If the helmet is red, that means the mercenary is coming after you. Like we talked about in our Assassin’s Creed Odyssey review, Mercenaries can get particularly annoying, especially when you’re inside an enemy fortress since you’re already dealing with a bunch of enemies. It’s smart to either pay mercenaries off when you first attract them or focus your efforts on meeting them halfway to kill them before they catch you at a bad time.
Be aware that sometimes these mercenaries will be much higher in level than you. In that case, it’s always best to run, hide, and then pay them off in the menu (by holding Triangle/Y on the map screen).
Odyssey‘s combat mirrors that of Origins. If you didn’t play Origins, know that it’s more methodical and less forgiving than the earlier games in the series. It revolves around a two trigger melee system of light and heavy attacks. Heavy attacks knock down defenses of shielded enemies, while light attacks are quicker and easier to land. The move you should pay the closest attention to is parrying (LT + RT or L2 + R2).

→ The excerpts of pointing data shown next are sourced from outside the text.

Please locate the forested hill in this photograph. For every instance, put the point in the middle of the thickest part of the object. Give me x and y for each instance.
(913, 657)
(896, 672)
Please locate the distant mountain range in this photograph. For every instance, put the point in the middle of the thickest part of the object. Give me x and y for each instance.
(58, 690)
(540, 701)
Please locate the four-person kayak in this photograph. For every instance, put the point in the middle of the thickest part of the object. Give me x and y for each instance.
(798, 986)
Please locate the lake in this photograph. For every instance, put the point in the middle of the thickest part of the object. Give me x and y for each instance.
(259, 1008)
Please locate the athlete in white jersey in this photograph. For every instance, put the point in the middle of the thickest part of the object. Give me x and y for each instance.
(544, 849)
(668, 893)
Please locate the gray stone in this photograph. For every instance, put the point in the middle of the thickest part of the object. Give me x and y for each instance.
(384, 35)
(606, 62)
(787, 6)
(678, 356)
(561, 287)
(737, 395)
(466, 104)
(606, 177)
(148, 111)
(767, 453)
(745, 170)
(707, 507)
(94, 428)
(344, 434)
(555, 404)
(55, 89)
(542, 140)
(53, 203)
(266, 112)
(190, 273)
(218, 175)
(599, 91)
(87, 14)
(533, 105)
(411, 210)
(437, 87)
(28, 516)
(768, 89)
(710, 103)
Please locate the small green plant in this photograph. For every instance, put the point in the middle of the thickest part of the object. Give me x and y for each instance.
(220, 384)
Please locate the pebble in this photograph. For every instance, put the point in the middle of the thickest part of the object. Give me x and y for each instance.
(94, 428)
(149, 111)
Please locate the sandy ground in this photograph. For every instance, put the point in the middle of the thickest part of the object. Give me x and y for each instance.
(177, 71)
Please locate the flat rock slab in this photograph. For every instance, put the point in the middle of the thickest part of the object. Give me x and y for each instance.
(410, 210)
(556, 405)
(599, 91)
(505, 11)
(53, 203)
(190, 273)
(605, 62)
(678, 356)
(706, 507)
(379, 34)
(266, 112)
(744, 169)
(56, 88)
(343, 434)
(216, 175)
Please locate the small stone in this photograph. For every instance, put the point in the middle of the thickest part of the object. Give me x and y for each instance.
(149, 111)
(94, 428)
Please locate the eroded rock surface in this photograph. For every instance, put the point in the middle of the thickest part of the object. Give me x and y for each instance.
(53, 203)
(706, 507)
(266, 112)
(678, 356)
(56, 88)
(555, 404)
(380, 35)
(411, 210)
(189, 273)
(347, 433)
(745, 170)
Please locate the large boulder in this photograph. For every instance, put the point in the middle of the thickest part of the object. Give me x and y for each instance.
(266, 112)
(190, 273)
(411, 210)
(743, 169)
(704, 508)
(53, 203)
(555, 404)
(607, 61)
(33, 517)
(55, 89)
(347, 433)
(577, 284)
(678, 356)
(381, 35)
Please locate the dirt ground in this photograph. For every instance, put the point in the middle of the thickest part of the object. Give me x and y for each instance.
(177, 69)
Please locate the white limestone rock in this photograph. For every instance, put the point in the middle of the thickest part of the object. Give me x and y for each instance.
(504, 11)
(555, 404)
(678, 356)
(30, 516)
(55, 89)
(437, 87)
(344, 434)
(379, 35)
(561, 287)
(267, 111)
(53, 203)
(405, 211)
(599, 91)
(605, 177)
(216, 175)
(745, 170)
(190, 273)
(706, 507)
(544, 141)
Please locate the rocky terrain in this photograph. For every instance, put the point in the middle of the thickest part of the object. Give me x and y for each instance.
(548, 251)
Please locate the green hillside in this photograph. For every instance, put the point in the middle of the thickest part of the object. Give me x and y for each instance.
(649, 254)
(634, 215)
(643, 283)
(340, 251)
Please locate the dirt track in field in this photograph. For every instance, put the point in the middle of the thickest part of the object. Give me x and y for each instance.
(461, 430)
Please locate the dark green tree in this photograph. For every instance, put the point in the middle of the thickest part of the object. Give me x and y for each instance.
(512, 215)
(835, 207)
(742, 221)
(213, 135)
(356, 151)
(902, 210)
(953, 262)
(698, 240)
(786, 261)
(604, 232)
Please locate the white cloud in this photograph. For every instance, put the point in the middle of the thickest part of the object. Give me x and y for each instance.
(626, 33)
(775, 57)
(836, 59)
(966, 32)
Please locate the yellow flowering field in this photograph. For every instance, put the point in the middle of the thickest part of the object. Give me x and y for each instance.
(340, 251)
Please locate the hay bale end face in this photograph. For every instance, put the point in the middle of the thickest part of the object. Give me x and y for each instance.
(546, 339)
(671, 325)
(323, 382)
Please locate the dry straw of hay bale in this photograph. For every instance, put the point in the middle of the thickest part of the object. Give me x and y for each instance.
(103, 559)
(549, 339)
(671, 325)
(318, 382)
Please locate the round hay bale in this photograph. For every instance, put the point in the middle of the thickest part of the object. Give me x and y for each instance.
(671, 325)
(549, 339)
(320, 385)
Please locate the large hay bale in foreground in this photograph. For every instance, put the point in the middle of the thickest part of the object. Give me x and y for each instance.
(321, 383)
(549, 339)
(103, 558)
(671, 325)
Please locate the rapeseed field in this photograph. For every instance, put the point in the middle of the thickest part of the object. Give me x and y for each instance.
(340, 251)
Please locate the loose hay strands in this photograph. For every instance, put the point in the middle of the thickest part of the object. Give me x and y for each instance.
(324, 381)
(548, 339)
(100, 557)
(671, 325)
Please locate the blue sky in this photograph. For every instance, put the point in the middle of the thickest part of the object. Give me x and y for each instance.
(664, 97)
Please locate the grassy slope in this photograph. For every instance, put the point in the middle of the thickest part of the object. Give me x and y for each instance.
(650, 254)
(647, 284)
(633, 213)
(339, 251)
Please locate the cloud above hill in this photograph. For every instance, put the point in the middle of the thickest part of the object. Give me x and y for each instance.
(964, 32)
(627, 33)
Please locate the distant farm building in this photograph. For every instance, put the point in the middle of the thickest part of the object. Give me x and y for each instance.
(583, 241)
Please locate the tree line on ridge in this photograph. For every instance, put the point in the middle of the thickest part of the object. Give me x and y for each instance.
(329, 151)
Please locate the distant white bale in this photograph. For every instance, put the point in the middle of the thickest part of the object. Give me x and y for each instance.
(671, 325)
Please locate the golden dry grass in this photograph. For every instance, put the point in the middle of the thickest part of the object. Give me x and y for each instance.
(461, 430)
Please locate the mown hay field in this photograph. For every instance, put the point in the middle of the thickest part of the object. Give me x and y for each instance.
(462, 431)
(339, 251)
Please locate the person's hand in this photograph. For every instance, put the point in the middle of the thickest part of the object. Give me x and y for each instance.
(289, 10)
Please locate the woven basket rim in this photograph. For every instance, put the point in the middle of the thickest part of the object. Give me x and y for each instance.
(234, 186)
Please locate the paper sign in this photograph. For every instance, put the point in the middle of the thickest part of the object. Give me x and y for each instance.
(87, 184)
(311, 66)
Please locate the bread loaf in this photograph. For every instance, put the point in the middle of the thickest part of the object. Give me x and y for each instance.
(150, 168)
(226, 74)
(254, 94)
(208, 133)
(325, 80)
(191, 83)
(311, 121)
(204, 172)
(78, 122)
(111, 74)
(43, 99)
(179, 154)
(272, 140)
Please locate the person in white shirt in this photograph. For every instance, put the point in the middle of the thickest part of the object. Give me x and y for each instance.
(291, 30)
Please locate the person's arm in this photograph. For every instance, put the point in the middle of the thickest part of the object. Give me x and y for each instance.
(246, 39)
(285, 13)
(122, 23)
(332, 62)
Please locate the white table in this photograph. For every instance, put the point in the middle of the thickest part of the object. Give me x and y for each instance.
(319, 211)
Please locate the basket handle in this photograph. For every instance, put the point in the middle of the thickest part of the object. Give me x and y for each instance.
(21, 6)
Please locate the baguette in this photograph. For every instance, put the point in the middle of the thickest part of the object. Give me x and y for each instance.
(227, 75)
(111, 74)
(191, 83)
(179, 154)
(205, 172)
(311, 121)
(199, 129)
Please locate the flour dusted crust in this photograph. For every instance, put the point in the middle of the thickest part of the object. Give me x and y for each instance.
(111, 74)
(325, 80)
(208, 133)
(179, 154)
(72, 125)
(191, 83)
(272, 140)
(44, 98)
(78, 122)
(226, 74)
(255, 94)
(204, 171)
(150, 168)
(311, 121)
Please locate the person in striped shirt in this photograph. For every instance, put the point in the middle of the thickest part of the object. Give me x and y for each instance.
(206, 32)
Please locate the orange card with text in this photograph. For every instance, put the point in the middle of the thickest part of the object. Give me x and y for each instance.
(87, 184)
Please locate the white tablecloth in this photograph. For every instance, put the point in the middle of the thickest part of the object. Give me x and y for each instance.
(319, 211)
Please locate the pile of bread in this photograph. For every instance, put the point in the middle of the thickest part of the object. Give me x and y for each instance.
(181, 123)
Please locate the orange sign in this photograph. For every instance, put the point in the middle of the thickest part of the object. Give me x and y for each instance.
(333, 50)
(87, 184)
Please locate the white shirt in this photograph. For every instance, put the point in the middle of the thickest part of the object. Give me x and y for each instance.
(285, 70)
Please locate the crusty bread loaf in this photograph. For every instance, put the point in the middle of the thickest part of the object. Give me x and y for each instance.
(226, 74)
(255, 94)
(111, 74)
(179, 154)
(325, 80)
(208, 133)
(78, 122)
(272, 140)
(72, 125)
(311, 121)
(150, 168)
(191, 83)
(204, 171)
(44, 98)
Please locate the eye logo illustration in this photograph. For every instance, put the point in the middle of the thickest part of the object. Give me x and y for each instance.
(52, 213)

When an enemy is about to attack, their weapon will glimmer for a moment, letting you know that it’s time to initiate a parry. The timing is fairly forgiving so it’s not a particularly challenging move to pull off, but it is an incredibly important one. A successful parry gives you a window to unleash multiple attacks and often knock the enemy off their feet. Parries are especially important in boss battles and when fighting high-powered enemies such as captains, mercenaries, and polemarchs.
Everywhere you turn in Odyssey there’s something to loot. Whether it be a small bag of drachmae, a bountiful treasure chest, a weapon rack, or from dead soldiers. It’s easy to brush over some of these opportunities, but you should loot as much as you can stomach. It’s not uncommon to find a useful piece of gear on a weapon rack or a few pieces of iron metal on a table. The most important looting opportunities come when killing high-value targets (difficult enemies) and from chests in forts. Both of these almost always reward you with new weapons, a decent amount of coin, and desired materials. So when you down a Spartan polemarch, please don’t forget to take their gear.
Remember how old Assassin’s Creed games had towering structures that you performed breath-defying Leaps of Faith from the highest city points into a barrel of hay? That’s still a feature in Odyssey, though the structures, save for a few statues, are rarely very high in the air (it’s set in Ancient Greece after all).
These synchronization points, marked as birds on the map, are very important. Each time you unlock a synchronization point, you can fast travel to that location. Trust us, despite Odyssey‘s beauty and detail, you’ll want to fast travel often. The map is enormous. Each time you see a bird icon around you, you should go activate that spot, even if it’s a bit out of your way. You’ll be happy you did later.
Assassin’s Creed Odyssey turns into a grind at around the halfway point. You won’t be able to just complete story missions. For that reason, if you see a sidequest (marked with an exclamation point) nearby, you should think twice before passing it up. Not only do sidequests typically take half the time of story missions, but they net you similar amounts of experience points.
Similarly, if you come across an enemy fortress (a large Athenian or Spartan stronghold), you should complete the location objectives. Location objectives typically involve killing the fort’s leaders, looting chests, and burning war supplies. If you complete all of these objectives, you’ll earn about the same amount of experience points as you would in a mission while getting a bunch of new gear and materials.